A report published Thursday showed that 3.1 million smartphones were stolen in the US last year, that’s a big jump from the 1.6 million figure in 2012. Losing devices continues to be a serious problem too, with 1.4 smartphones going missing for good in 2013, compared to 1.2 million a year earlier. The figures were drawn from Consumer Reports’ State of the Net survey involving 3,100 US-based adults.
Of course, with more and more people owning smartphones, it’s little surprise that such incidents are on the rise, so perhaps it should be more of a concern that owners appear to be doing little to secure their devices in case of theft or loss.
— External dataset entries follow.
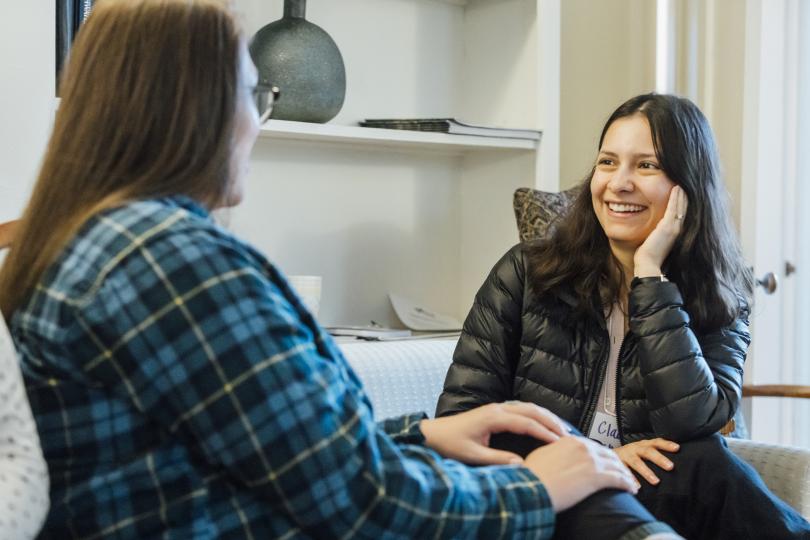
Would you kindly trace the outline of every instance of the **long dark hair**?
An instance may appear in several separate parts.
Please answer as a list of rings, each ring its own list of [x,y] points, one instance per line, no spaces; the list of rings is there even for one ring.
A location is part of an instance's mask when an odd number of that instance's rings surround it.
[[[101,0],[60,81],[42,169],[0,272],[10,318],[78,228],[129,200],[227,195],[239,46],[218,0]]]
[[[688,99],[644,94],[610,115],[599,148],[613,122],[635,114],[647,118],[661,168],[689,200],[683,230],[662,270],[678,285],[694,329],[705,332],[726,326],[748,309],[754,281],[731,224],[709,123]],[[605,303],[618,298],[624,280],[593,209],[593,172],[551,238],[529,247],[528,256],[532,288],[538,295],[568,289],[580,314],[598,320],[604,317]]]

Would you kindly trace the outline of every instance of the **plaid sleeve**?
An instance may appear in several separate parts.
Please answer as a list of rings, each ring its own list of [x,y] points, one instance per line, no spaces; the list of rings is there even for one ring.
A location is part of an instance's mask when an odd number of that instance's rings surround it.
[[[379,427],[397,443],[425,444],[425,436],[422,434],[419,422],[426,418],[425,413],[386,418],[379,423]]]
[[[93,344],[89,377],[310,534],[553,531],[550,500],[527,469],[474,469],[399,444],[420,442],[409,417],[388,426],[394,438],[381,429],[284,279],[235,241],[152,239],[78,317]]]

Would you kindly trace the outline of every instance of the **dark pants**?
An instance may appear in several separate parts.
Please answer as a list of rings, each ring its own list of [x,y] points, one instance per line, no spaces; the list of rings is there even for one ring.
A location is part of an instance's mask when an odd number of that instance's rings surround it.
[[[661,480],[657,486],[637,475],[642,486],[637,498],[655,517],[689,540],[810,539],[810,524],[773,495],[723,437],[680,446],[666,453],[675,464],[671,472],[648,462]]]
[[[491,444],[521,456],[539,446],[509,434],[493,436]],[[675,464],[672,471],[647,462],[661,480],[657,486],[636,475],[636,497],[616,490],[591,495],[557,516],[554,538],[622,538],[658,520],[689,540],[810,539],[810,524],[773,495],[720,435],[682,443],[666,456]]]
[[[641,540],[656,532],[671,531],[661,521],[626,491],[603,489],[557,514],[552,538]]]
[[[579,432],[574,430],[577,435]],[[541,446],[537,439],[498,433],[492,436],[490,446],[509,450],[525,457]],[[557,514],[555,539],[571,540],[636,540],[656,532],[671,529],[661,523],[630,493],[604,489]]]

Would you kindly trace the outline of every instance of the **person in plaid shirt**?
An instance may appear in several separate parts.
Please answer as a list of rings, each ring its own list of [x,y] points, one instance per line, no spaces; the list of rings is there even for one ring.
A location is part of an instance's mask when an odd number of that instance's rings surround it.
[[[241,200],[278,95],[222,2],[99,2],[60,90],[0,272],[52,479],[42,538],[548,538],[635,491],[530,404],[375,423],[283,275],[209,215]],[[504,431],[549,444],[489,448]]]

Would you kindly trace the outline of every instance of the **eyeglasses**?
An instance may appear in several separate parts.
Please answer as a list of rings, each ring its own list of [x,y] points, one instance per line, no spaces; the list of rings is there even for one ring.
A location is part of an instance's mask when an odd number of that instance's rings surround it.
[[[259,112],[259,124],[264,124],[273,112],[273,105],[281,95],[278,86],[266,82],[260,82],[253,87],[253,101],[256,103],[256,110]]]

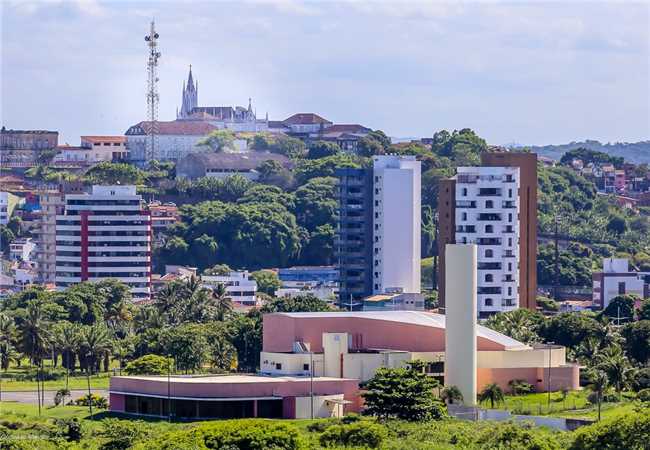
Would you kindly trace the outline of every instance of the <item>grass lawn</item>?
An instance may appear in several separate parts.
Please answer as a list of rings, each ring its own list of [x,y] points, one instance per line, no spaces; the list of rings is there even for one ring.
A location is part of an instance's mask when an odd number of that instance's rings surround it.
[[[99,410],[100,412],[103,410]],[[18,402],[0,402],[0,417],[5,415],[38,417],[38,405]],[[89,417],[86,406],[46,406],[41,409],[41,417],[50,419],[68,419],[76,417],[86,419]]]
[[[506,395],[505,402],[495,404],[494,408],[507,409],[513,414],[596,419],[598,418],[598,408],[587,401],[589,394],[589,390],[583,389],[571,391],[566,398],[563,398],[561,392],[552,392],[550,407],[548,393],[545,392],[517,396]],[[490,405],[483,403],[481,406],[489,408]],[[619,403],[603,403],[602,417],[629,412],[633,410],[633,407],[633,403],[623,396],[623,400]]]
[[[91,389],[108,389],[108,380],[111,373],[100,373],[90,377]],[[46,391],[56,391],[65,387],[65,377],[61,380],[46,381]],[[88,389],[88,381],[83,375],[71,376],[68,380],[68,389]],[[35,391],[36,381],[17,381],[11,378],[2,379],[3,391]]]

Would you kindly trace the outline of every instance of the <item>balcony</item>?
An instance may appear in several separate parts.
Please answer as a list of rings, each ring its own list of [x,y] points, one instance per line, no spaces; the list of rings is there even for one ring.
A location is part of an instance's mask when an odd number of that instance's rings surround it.
[[[501,300],[501,306],[504,308],[512,308],[517,305],[517,302],[514,298],[504,298]]]
[[[491,294],[491,295],[496,295],[496,294],[501,294],[501,288],[498,286],[480,286],[478,288],[478,294]]]
[[[462,174],[456,175],[456,183],[475,184],[478,181],[476,174]]]
[[[503,233],[514,233],[515,229],[512,227],[512,225],[506,225],[503,227]]]
[[[505,283],[509,283],[509,282],[515,281],[515,279],[512,278],[512,275],[504,275],[503,278],[501,279],[501,281],[503,281]]]
[[[501,220],[501,214],[481,213],[478,215],[478,220],[482,222],[494,222],[497,220]]]
[[[500,238],[478,238],[476,240],[478,245],[501,245]]]
[[[504,258],[516,258],[517,255],[515,255],[512,250],[506,250],[505,252],[503,252],[503,257]]]
[[[474,225],[459,225],[456,227],[456,233],[476,233]]]
[[[504,183],[514,183],[514,182],[516,182],[517,180],[515,180],[515,177],[513,177],[512,175],[506,175],[506,176],[503,178],[502,181],[503,181]]]
[[[478,270],[501,270],[501,263],[499,263],[499,262],[480,262],[480,263],[478,263]]]
[[[479,197],[501,197],[501,189],[497,188],[481,188],[478,191]]]
[[[364,216],[345,216],[341,217],[341,222],[353,222],[353,223],[362,223],[365,222],[366,218]]]
[[[474,200],[457,200],[456,208],[476,208],[476,202]]]
[[[515,202],[508,200],[508,201],[502,202],[501,207],[504,208],[504,209],[514,209],[514,208],[517,207],[517,205],[515,204]]]

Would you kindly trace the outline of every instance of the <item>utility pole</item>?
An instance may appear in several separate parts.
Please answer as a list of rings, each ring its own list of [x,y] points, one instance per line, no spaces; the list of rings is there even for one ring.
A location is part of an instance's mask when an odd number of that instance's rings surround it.
[[[154,159],[156,152],[156,135],[158,133],[158,58],[161,54],[158,51],[158,38],[159,34],[156,33],[155,22],[151,21],[151,28],[149,34],[144,37],[149,47],[149,62],[147,63],[147,116],[149,119],[149,128],[147,134],[149,139],[145,150],[145,161],[151,163]]]

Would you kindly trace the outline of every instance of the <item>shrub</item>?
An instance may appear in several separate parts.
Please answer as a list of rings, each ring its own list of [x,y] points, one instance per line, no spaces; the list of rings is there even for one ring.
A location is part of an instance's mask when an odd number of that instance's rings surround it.
[[[323,447],[348,446],[377,448],[388,436],[386,428],[370,422],[356,422],[349,425],[333,425],[320,435]]]
[[[164,375],[169,371],[171,360],[159,355],[144,355],[126,365],[127,375]]]
[[[616,416],[574,432],[570,450],[645,449],[650,442],[650,412]]]
[[[75,417],[72,419],[57,419],[55,422],[58,435],[69,442],[79,442],[83,437],[83,428],[81,423]]]
[[[508,450],[559,450],[560,445],[553,435],[539,433],[525,425],[512,422],[488,427],[477,441],[482,449]]]
[[[108,408],[108,400],[106,400],[106,397],[102,397],[101,395],[97,395],[97,394],[92,394],[90,399],[92,400],[93,408],[98,408],[98,409]],[[79,397],[74,401],[74,403],[77,406],[89,406],[90,401],[88,398],[88,394],[84,395],[83,397]]]
[[[43,369],[40,372],[36,369],[17,374],[16,381],[58,381],[65,378],[64,369]]]
[[[189,430],[166,433],[133,447],[138,450],[228,449],[303,450],[298,429],[290,424],[246,419],[212,422]]]
[[[140,420],[105,419],[100,433],[107,441],[102,450],[126,450],[151,435],[151,427]]]
[[[56,391],[56,394],[54,395],[54,406],[59,406],[61,403],[63,403],[63,400],[66,397],[70,396],[70,389],[59,389]]]
[[[650,389],[641,389],[636,393],[636,398],[642,402],[650,402]]]
[[[508,386],[512,395],[523,395],[534,392],[533,385],[526,380],[510,380],[508,381]]]
[[[587,396],[587,401],[592,405],[597,405],[598,394],[596,392],[590,393]],[[618,401],[618,397],[616,396],[616,394],[612,394],[611,392],[606,392],[605,394],[603,394],[602,403],[616,403],[617,401]]]
[[[635,391],[650,388],[650,367],[644,367],[634,374],[632,388]]]

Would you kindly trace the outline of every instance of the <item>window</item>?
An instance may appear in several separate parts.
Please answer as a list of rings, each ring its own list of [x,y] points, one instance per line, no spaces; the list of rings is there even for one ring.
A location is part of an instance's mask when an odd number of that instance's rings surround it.
[[[508,214],[508,222],[512,222],[512,213]]]
[[[485,274],[485,282],[486,283],[491,283],[493,281],[494,281],[494,275],[492,275],[491,273],[486,273]]]
[[[508,246],[512,247],[512,238],[508,238]]]
[[[282,370],[282,364],[281,363],[275,363],[275,370]]]
[[[512,288],[508,287],[508,295],[512,295]]]
[[[618,295],[625,295],[625,281],[618,282]]]
[[[467,188],[463,188],[463,197],[467,197]]]
[[[494,227],[492,225],[485,225],[486,233],[494,233]]]
[[[486,208],[494,208],[494,202],[492,200],[487,200],[485,202],[485,207]]]
[[[303,364],[302,365],[302,370],[308,371],[309,370],[309,364]]]
[[[492,306],[492,299],[491,298],[486,298],[485,299],[485,306]]]
[[[485,250],[486,258],[492,258],[493,256],[494,256],[494,252],[492,251],[492,249],[488,248],[487,250]]]
[[[467,213],[466,212],[461,214],[460,220],[467,220]]]

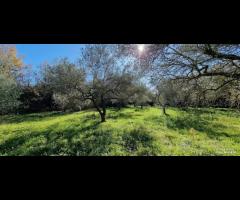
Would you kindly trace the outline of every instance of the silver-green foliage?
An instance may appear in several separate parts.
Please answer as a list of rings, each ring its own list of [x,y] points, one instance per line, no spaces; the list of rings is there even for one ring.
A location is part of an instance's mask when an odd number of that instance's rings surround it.
[[[19,96],[20,89],[16,81],[0,74],[0,114],[16,111],[20,104]]]

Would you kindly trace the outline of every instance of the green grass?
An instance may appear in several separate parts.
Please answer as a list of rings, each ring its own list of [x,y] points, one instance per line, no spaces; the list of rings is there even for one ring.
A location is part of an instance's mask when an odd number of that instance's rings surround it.
[[[0,155],[240,155],[240,112],[109,109],[0,117]]]

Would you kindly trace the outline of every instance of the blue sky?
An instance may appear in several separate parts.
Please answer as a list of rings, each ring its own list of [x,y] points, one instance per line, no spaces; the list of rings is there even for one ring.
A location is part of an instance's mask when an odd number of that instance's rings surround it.
[[[80,57],[81,44],[17,44],[19,55],[24,57],[24,63],[31,65],[34,71],[44,63],[52,63],[62,57],[68,57],[70,61],[76,61]]]

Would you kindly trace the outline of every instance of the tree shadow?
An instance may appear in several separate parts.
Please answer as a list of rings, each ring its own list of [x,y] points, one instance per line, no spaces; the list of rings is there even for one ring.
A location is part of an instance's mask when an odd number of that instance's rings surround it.
[[[182,115],[177,117],[166,116],[165,122],[168,128],[171,129],[190,129],[194,128],[198,131],[204,131],[208,122],[199,116]]]
[[[199,132],[206,133],[210,139],[221,139],[221,137],[233,138],[234,141],[238,141],[240,135],[230,135],[222,129],[226,128],[223,124],[220,123],[212,123],[208,121],[206,117],[202,117],[201,112],[197,112],[197,114],[183,114],[177,117],[166,117],[165,123],[166,126],[170,129],[180,130],[180,133],[186,133],[181,130],[190,130],[195,129]]]
[[[85,119],[87,122],[90,119]],[[111,131],[98,130],[100,122],[72,124],[58,129],[60,124],[49,126],[45,131],[26,132],[0,144],[0,155],[103,155],[110,151],[113,141]],[[116,142],[116,141],[115,141]]]
[[[64,116],[69,113],[64,112],[43,112],[32,114],[20,114],[20,115],[5,115],[0,117],[0,124],[22,123],[22,122],[35,122],[54,117]]]
[[[15,134],[19,136],[0,143],[0,155],[103,156],[112,155],[114,148],[120,149],[124,155],[157,154],[154,138],[145,128],[116,135],[111,129],[103,130],[99,124],[88,116],[82,119],[81,124],[71,124],[66,128],[55,123],[39,132],[29,130],[23,134],[22,130],[18,130]]]
[[[107,118],[108,119],[132,119],[133,118],[133,114],[130,114],[130,113],[111,113],[111,114],[108,114],[107,115]]]
[[[109,113],[107,118],[109,119],[134,119],[138,116],[142,116],[141,113],[132,112],[116,112],[116,113]]]
[[[151,156],[158,154],[158,149],[154,146],[155,138],[143,126],[125,132],[122,140],[124,150],[128,155]]]
[[[114,109],[111,109],[110,111],[114,111]],[[127,112],[127,113],[124,113],[124,112],[108,112],[107,115],[106,115],[106,120],[108,119],[132,119],[136,116],[140,116],[141,114],[136,114],[133,112]],[[86,122],[92,122],[92,121],[99,121],[100,122],[100,115],[99,113],[92,113],[92,114],[87,114],[85,115],[81,121],[83,123],[86,123]]]
[[[231,108],[185,108],[180,110],[188,113],[188,114],[195,114],[195,115],[211,115],[214,117],[216,113],[221,115],[226,115],[230,117],[240,117],[240,111],[238,109],[231,109]],[[216,117],[215,117],[216,118]]]

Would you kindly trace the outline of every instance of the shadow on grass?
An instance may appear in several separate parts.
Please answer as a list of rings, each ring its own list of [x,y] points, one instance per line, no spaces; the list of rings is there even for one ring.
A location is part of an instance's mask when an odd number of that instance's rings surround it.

“Given how much personal information smartphones can contain – from photos, contacts, email accounts to social-networks, shopping, and banking apps – losing one of these devices or having one stolen can definitely be cause for panic,” Consumer Reports’ Glenn Derene said in a release. “Our survey revealed that the number of lost and stolen smartphones is on the rise, and too many smartphone users are needlessly imperiling their personal data by not taking basic security measures.”
Although the data revealed a 50 percent year-on-year increase in the number of phone owners setting a screen lock with a 4-digit PIN, only 36 percent of handset users currently do so.
Indeed, it seems most smartphone users are still somewhat lackadaisical when it comes to the issue of handset security, with few user taking extra measures to guard their device’s data.
Only 14 percent, for example, have installed an anti-virus app, while just 11 percent use a PIN longer than 4 digits, or a longer password or unlock pattern. Incredibly, 34 percent took no security measures whatsoever.
The results of the survey come in the same week that the Cellular Telecommunications and Internet Association (CTIA) announced the Smartphone Anti-Theft Voluntary Commitment that’ll see anti-theft software pre-loaded – or offered as a download – onto handsets from July 2015. The initiative is backed by tech giants such as Apple, Google, HTC, Huawei, Motorola, Microsoft, Nokia, and Samsung.
For some lawmakers, however, the CTIA’s move doesn’t go far enough, and in light of Consumer Reports’ findings, they may have a point. New York Attorney General Eric Schneiderman and San Francisco District Attorney George Gascon, for example, have for some time been calling for the mandatory inclusion of anti-theft software on smartphones, while California lawmaker Mark Leno, described the CTIA’s pledge as an “incremental yet inadequate” step to deal with the growing problem of theft.